The Krav Maga Bible
Comparisons vs Other Arts

Krav Maga vs MMA

MMA is the most realistic full-contact combat sport ever codified. Krav Maga is not a sport. The comparison is interesting but the conclusions are limited.

Modern MMA is the most honest test of unarmed combat the world has ever produced. The argument that "MMA fighters would beat Krav Maga practitioners" is therefore frequently made — and is partly right and partly wrong in equal measure.

Where MMA wins

  • One-on-one, empty-handed, in a defined space, with a referee: an MMA pro will beat virtually any Krav Maga practitioner of equivalent athletic ability. There is no contest. MMA is built for this.
  • Sparring volume: an MMA athlete spars hundreds of times per year. Even a serious Krav Maga student spars dozens.
  • Cardiovascular conditioning at fighting intensity: MMA's required fitness floor is much higher than recreational Krav Maga's.

Where the comparison breaks

  • Weapons: an MMA fighter has no specific training against a knife or gun.

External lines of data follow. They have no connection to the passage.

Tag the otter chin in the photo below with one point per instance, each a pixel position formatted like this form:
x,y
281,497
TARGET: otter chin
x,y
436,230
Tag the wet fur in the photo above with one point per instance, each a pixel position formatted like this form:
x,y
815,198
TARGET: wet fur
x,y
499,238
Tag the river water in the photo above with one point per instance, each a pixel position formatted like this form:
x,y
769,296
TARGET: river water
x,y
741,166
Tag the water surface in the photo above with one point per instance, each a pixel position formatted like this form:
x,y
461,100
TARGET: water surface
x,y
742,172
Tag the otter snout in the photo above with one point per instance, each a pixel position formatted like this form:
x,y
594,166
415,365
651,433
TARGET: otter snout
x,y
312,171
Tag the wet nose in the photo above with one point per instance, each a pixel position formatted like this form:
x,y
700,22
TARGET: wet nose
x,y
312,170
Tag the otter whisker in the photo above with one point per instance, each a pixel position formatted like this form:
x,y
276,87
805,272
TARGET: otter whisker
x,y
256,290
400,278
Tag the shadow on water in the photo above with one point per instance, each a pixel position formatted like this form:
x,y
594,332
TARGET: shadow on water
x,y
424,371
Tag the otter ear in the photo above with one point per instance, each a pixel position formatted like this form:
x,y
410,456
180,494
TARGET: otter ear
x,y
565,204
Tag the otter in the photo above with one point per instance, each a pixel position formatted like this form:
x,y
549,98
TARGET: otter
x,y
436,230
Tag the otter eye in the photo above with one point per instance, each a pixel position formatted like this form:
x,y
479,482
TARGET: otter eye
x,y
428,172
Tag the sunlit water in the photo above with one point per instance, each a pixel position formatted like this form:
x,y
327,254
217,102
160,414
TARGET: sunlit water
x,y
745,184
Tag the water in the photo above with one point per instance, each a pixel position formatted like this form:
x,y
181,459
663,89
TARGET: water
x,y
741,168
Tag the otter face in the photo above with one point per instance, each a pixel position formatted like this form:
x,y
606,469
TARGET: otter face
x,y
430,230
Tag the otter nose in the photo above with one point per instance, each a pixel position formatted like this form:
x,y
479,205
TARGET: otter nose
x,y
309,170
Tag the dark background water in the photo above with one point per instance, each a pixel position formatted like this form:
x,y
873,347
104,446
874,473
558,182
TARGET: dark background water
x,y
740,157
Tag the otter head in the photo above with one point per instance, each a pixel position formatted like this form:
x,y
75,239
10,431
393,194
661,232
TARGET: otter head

A Krav Maga practitioner has whole curricula for both.
  • Multiple attackers: MMA is one-on-one. Krav Maga doctrine is built around fast disengagement because multiple attackers is the assumption, not the exception.
  • Targets: MMA bans eye gouges, throat strikes, groin strikes, and small-joint manipulation. These are Krav Maga's defaults.
  • Goals: MMA's goal is to win the fight. Krav Maga's goal is to leave the fight as fast as possible. These produce different training priorities.

What a serious self-defense practitioner should do

Do both. Use MMA's training methodology — sparring, conditioning, honest pressure-testing — to harden the technique base that Krav Maga teaches. Use Krav Maga's doctrine — weapon defense, multiple attackers, disengagement — to fill in what MMA doesn't address. The dichotomy is false; the cross-training answer is correct.